Onderzoek leerkracht Kim Vlemmings: ‘Autonomie en structuur bijten elkaar niet’
20 mei 2018
‘Ja, maar moet ik dan zo maar álles goedvinden?’, was een reactie als leerkracht Kim Vlemmings het had over autonomie verlenen aan de kinderen in haar school. Kim zag dat anders: haar intuïtie vertelde haar dat ‘structuur bieden’ en ‘autonomie verlenen’ geen tegenpolen hoeven te zijn. Voor haar master leren en innoveren deed ze een onderzoek in haar eigen groep: ‘Als je wilt dat kinderen op zichzelf leren bouwen, moet je dat vertrouwen in jezelf ook weten te vinden.’
In je onderzoek schrijf je: ‘Het team van De Goede Herder wil werken vanuit de visie van pedagogische tact.’ Vertel om te beginnen eens wat over jullie school.
We zijn een school in Helmond, in het oosten van Noord-Brabant. Van vroeger uit is het een katholieke basisschool met regulier onderwijs. Onze school staat in een wijk waar veel mensen uit zwakkere milieus wonen. Onze ouders zijn veelal relatief laaggeschoold en dat is een oidelijk verschil met tien jaar geleden: we hebben veel kinderen die taalzwak zijn en met een zekere achterstand op sociaal-emotioneel vlak binnenkomen. Dat maakt dat voor ons als team dat het pedagogische van ons werk heel belangrijk is. We kunnen niet alleen op didactiek en cognitie inzetten – het gedrag, de houding, de sociale verhoudingen vragen veel aandacht.
Is er iets aan de school veranderd dat de populatie nu anders is? Of ligt het aan de wijk?

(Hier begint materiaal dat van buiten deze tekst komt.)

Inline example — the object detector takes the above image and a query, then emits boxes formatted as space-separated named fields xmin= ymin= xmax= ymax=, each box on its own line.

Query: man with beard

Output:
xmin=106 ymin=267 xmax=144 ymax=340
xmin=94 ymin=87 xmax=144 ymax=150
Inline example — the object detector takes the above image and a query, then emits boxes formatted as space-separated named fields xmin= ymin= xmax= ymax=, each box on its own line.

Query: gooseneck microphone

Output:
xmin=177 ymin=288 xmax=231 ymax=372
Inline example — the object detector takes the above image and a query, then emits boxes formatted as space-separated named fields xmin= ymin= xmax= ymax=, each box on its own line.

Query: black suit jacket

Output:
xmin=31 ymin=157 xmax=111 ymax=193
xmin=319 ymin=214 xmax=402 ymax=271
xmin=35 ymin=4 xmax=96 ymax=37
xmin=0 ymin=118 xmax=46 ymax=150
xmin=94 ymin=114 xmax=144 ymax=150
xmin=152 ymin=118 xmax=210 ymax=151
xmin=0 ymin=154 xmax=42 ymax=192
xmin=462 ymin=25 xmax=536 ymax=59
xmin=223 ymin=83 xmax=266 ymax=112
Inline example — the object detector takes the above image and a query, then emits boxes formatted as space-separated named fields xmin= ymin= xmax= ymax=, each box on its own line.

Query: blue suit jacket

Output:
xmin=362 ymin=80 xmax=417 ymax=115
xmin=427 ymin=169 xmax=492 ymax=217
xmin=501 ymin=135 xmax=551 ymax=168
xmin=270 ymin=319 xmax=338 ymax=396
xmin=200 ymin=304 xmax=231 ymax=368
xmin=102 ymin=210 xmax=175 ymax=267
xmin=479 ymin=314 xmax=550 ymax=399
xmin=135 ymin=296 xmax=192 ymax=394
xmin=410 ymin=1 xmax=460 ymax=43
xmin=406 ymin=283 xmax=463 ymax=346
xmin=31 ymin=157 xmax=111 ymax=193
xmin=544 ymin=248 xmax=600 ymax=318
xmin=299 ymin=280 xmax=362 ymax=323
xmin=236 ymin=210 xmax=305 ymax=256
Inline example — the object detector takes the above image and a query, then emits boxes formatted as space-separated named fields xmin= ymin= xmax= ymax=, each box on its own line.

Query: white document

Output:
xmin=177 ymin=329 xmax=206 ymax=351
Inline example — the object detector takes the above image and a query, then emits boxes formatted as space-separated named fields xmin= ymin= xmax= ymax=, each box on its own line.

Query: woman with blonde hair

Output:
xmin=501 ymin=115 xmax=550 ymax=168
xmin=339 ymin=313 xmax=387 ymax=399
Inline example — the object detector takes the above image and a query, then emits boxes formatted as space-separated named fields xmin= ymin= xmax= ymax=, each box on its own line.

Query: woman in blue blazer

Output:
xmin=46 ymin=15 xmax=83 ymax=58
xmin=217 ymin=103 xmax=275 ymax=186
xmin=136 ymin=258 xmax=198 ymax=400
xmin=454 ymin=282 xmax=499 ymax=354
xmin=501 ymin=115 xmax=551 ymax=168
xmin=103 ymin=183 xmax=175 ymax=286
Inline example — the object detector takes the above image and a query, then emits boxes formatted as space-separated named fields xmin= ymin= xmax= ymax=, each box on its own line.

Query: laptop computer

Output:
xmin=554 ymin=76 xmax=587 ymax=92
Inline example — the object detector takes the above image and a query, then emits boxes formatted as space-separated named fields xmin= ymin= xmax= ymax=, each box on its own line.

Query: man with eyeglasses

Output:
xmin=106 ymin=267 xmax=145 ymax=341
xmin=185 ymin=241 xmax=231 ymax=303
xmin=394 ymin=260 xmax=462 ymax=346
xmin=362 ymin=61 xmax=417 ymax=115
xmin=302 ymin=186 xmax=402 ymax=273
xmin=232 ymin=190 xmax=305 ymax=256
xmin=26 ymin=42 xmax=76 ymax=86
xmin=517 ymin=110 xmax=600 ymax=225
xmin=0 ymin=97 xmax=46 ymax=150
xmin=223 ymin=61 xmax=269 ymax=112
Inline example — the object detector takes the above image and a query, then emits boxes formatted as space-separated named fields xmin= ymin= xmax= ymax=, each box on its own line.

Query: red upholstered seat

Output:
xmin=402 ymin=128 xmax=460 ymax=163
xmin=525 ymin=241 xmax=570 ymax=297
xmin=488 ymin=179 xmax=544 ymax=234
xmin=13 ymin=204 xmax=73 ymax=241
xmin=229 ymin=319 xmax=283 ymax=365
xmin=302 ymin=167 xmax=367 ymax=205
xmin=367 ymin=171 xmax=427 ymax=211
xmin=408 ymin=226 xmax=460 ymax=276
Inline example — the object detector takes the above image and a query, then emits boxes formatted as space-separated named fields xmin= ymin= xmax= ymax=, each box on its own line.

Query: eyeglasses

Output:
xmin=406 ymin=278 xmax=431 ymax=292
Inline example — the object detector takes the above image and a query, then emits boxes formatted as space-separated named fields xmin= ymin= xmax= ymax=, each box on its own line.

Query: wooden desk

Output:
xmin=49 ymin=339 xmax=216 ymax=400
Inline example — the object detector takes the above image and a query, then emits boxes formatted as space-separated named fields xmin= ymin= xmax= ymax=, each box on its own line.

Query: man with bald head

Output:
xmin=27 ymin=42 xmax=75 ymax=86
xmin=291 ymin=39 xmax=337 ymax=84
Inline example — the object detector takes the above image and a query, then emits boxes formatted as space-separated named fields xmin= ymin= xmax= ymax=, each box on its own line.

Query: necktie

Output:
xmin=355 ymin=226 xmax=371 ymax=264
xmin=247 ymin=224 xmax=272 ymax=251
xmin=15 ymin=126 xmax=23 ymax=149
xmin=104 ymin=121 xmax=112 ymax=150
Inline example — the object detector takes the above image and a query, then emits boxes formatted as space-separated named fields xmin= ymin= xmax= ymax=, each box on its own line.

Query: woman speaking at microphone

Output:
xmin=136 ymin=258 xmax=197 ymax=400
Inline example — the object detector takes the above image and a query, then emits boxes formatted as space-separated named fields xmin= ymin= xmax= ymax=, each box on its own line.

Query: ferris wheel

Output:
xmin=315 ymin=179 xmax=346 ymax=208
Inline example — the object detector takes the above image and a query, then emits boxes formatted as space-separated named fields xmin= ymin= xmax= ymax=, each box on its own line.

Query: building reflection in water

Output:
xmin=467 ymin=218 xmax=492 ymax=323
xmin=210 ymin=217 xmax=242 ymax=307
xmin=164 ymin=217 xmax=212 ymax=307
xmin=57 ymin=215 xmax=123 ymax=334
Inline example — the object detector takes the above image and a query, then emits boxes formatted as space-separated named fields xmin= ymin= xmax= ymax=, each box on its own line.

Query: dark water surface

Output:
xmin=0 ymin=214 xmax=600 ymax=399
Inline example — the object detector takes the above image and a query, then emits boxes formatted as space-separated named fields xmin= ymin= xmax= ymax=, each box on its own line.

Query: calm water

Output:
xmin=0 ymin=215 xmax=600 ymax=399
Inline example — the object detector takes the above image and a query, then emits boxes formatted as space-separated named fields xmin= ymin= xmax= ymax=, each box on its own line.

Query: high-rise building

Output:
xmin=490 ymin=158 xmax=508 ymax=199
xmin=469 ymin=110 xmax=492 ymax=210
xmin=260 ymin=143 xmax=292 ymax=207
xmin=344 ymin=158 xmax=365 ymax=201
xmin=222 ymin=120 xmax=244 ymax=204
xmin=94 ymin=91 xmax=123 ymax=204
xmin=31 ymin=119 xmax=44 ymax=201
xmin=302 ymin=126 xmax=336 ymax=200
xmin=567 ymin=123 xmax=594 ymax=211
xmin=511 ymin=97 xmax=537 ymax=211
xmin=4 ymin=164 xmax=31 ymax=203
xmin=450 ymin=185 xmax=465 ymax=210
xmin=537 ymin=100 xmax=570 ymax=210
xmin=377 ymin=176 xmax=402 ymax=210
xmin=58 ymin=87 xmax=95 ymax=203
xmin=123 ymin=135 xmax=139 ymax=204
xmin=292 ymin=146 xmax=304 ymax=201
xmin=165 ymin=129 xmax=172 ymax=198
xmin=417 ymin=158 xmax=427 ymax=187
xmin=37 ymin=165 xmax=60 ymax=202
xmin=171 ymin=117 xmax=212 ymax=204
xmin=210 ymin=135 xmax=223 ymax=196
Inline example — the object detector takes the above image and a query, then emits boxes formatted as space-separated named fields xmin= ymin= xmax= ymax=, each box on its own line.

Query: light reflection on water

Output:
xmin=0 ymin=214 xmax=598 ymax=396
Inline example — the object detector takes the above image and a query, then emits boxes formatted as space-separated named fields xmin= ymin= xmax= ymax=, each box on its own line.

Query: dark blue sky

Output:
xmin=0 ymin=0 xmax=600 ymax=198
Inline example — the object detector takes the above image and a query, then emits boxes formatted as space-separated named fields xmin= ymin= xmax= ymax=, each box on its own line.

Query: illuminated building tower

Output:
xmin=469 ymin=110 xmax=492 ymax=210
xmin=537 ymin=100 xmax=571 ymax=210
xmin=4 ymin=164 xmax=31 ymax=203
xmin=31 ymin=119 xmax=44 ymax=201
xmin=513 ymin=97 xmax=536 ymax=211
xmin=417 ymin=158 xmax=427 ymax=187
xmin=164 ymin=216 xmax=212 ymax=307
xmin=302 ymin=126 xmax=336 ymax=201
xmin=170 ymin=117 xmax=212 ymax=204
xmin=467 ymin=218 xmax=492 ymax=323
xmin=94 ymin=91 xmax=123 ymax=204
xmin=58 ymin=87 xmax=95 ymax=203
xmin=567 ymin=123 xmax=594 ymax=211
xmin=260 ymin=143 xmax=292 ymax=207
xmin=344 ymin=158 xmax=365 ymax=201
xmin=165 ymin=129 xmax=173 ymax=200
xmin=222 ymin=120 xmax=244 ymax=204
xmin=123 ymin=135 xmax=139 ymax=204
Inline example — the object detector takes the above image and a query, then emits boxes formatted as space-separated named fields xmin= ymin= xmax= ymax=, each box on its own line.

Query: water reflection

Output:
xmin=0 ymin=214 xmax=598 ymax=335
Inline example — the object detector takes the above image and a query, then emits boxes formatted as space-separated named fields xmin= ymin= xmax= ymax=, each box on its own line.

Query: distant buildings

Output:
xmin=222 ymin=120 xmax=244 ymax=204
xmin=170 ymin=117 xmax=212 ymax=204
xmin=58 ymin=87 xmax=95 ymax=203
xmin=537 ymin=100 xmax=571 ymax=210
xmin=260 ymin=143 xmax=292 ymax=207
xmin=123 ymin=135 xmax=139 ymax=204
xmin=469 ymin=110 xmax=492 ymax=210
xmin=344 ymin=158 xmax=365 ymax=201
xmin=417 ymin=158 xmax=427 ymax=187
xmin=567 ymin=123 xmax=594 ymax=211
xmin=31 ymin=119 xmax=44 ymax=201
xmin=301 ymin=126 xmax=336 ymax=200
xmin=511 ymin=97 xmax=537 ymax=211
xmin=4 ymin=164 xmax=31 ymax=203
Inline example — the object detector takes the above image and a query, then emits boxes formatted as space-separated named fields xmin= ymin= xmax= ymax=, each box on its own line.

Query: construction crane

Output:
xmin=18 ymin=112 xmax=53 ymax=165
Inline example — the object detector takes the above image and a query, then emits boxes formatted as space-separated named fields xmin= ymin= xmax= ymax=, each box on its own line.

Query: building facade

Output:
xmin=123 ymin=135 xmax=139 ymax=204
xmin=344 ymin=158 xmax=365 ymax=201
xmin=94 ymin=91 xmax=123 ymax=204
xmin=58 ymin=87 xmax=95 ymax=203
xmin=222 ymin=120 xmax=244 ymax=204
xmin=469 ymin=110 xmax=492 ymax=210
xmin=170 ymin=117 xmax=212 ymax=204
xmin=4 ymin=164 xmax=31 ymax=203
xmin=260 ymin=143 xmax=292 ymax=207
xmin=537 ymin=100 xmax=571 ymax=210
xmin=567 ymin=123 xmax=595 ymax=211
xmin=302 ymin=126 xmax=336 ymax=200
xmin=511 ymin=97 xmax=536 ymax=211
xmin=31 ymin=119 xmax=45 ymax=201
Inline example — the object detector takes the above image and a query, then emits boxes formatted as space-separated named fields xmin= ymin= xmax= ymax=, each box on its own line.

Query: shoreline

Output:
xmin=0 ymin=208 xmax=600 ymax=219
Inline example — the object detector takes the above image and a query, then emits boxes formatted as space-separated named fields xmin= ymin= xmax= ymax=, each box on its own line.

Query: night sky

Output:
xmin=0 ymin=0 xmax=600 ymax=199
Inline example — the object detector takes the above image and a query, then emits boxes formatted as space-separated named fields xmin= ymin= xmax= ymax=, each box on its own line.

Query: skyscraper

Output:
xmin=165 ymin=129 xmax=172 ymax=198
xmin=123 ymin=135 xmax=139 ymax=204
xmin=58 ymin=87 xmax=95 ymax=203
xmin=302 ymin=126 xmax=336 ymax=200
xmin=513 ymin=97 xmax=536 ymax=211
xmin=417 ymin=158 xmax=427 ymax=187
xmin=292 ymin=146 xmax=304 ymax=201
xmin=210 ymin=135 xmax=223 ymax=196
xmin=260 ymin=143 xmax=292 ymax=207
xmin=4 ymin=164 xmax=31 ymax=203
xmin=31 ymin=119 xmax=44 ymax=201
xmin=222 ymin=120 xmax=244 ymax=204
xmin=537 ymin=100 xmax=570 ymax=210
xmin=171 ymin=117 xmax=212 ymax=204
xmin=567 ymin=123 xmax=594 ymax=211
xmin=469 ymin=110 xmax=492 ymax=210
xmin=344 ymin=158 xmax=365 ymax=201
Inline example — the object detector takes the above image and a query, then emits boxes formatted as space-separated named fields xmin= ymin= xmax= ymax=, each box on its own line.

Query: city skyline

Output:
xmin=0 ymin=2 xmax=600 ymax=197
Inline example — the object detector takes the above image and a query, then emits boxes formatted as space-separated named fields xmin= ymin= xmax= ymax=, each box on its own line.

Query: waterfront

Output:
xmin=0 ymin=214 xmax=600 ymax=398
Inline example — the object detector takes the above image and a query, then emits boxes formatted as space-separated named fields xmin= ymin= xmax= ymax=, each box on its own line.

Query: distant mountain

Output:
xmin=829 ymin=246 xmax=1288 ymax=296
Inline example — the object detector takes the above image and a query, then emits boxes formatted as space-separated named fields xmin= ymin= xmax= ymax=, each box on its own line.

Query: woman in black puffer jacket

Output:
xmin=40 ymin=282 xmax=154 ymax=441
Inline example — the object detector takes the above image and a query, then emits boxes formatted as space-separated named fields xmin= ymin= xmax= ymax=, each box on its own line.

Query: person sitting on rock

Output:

De wijk is veranderd, mede als gevolg van de herstructurering in de binnenstad. Verhoudingsgewijs is er veel sociale woningbouw in de wijk.
Wat bedoel je met ‘het pedagogische van ons werk’?
Dat is voor mij altijd belangrijk geweest. Wil je je staande houden, dan moet je pedagogiek goed op orde zijn. Met name in de bovenbouw is dat weleens lastig, zeker voor stagiaires: het klimaat in je klas moet goed zijn op het sociale vlak. Als leerkracht wil je dat kinderen goed met elkaar omgaan, ga je hen stimuleren bepaalde dingen te doen en ga je hen ook laten ervaren dat je – als lid van je groep – bepaalde dingen ook niet doet. Je kunt zeggen: ‘Dat doen we met regels en afspraken en die spijkeren we aan de muur’, maar het moet van het kind zélf worden. De sfeer, het pedagogische klimaat is wat mij betreft het belangrijkst, als voorwaarde om tot leren te komen. Klopt het klimaat, voelt iedereen zich ‘wel’, dan gebeurt er echt iets.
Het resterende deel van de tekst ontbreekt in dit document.